И помнит то отчаяние, которое накрыло ее черной пеленой, когда озабоченный доктор Лефлер отрицательно покачал головой и сказал, что ребенок замер.
— Боюсь, милая мадам, что вам предстоит пережить операцию. Сердце крохи не бьется. Дитя придется извлечь, пока вы не погибли от сепсиса.
— Но, быть может, все будет хорошо?
— Дорогая моя мадам… Ребенок мертв, и мертв уже давно.

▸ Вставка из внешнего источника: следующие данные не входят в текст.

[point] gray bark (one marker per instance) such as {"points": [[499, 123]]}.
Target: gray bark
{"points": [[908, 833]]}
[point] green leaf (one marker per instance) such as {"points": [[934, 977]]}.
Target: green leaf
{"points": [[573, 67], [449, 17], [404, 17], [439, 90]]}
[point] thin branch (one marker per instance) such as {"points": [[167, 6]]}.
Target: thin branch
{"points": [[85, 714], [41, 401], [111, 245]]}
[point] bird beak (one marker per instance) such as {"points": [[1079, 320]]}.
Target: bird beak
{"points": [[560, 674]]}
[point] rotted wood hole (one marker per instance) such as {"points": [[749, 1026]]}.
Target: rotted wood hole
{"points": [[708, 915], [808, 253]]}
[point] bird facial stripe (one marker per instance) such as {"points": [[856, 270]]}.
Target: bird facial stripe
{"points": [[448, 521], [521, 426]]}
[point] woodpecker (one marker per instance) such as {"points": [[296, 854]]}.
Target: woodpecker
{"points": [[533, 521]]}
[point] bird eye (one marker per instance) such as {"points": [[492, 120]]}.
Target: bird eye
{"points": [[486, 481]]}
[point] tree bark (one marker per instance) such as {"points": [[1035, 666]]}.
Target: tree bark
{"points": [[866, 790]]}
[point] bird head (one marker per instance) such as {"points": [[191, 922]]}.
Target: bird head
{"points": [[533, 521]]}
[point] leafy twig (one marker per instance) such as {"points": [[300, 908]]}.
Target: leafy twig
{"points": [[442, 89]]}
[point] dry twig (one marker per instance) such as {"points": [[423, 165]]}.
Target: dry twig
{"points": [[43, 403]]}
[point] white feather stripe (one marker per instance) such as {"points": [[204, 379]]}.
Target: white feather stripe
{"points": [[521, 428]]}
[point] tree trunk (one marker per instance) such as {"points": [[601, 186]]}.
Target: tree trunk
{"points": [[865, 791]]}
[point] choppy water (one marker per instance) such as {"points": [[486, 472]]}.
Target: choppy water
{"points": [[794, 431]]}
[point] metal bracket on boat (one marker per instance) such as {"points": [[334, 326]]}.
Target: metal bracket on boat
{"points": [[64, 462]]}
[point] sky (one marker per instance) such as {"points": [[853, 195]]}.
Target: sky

Глупо тешить себя иллюзиями. Тем более что с каждым часом нарастает опасность для вашей собственной жизни. Тут нет даже предмета для разговоров. Вам следует только определить, когда вы сможете на неделю лечь в лечебницу. Не хочу вас пугать, но и прошу надолго не откладывать — с каждым днем опасность оставить ваших детей сиротами стремительно возрастает.
— Хорошо, доктор, я готова лечь хоть завтра.
— Отлично. Завтра пополудни я вас жду…
Воспоминания… У нее не осталось ничего, кроме воспоминаний… Дети выросли, надежды на семейное счастье давно угасли, надежда увидеть победу революции… Смешно говорить… У нее никогда не было подобных надежд.
Инесса встала и подошла к зеркалу. Высокое венецианское стекло отразило стройный силуэт, модную прическу и прекрасное лицо, которое столь многими в Париже обожествлялось. Только глаза… Ох, сейчас эти глаза не горели уже тем огнем, они погасли, ведь оба Владимира остались в том прошлом, к которому нет возврата.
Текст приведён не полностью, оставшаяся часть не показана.